March/April 2017
In the next few columns, I’ll spend some time looking at new features in Oracle Database 12c Release 2. These features come from the “12 Things About Oracle Database 12c” presentation series that Chris Saxon and I, the Ask Tom team, gave at Oracle OpenWorld 2016 in San Francisco. (See asktom.oracle.com, under the Resources tab). In this article, I’ll take a look at a suite of Oracle Database 12c Release 2 improvements for validating data that make loading or querying data from unreliable datasources easier.
BackgroundAt the UK Oracle User Group conference (December 2016), during my presentation on Oracle Database 12c Release 2 features, I projected a slide containing the acronym QTFWC. I could see many attendees in the audience nodding, acknowledging that this was the next acronym to be digested in an information technology industry already filled to the brim with acronyms.
The acronym was fictional; there’s no such product or feature as QTFWC. It was merely a humorous reflection on a real issue that faces all developers dealing with data whose quality and correctness are unknown: producing Queries That Finish Without Crashing.
In times gone by, data that wasn’t in your database was in someone else’s database.
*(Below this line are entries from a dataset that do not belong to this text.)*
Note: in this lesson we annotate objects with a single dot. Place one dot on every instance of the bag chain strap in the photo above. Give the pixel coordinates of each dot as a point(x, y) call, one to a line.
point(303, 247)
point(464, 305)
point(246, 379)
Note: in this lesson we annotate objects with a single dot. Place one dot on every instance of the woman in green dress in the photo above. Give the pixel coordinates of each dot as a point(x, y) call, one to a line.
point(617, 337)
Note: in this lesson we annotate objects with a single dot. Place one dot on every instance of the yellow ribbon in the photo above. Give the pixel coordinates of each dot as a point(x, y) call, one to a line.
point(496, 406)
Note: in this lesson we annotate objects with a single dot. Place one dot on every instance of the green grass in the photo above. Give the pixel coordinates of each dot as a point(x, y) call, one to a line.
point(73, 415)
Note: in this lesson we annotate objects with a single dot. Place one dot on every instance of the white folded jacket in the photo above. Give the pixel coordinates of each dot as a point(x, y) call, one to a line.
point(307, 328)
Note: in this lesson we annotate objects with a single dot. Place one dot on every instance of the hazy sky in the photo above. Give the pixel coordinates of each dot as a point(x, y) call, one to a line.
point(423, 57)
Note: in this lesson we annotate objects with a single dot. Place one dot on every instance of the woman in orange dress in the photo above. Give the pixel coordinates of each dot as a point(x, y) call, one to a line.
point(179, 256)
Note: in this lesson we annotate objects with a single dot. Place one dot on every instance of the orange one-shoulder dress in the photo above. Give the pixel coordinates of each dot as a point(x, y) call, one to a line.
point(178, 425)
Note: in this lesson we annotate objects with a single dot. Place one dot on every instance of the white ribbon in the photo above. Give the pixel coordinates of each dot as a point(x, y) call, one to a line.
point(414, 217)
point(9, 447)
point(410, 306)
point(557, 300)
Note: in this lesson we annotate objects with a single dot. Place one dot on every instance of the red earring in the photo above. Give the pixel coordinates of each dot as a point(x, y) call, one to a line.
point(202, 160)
But datasources now vary widely, and equally variable are the quality and correctness of that data. Developers tasked with querying, cleansing, and loading this data face a chicken-and-egg problem when it comes to datatypes: the only way to know if a string can be converted to, say, a valid number is to attempt the conversion. But to attempt the conversion is to also run the risk of the conversion’s being invalid and having the entire query crash.
Consider a load process that must load data from a table called STAGING_SALES, representing sales data staged from several external sources. The task seems simple enough: create an INSERT statement to transfer the raw data into the target table ANNUAL_SALES.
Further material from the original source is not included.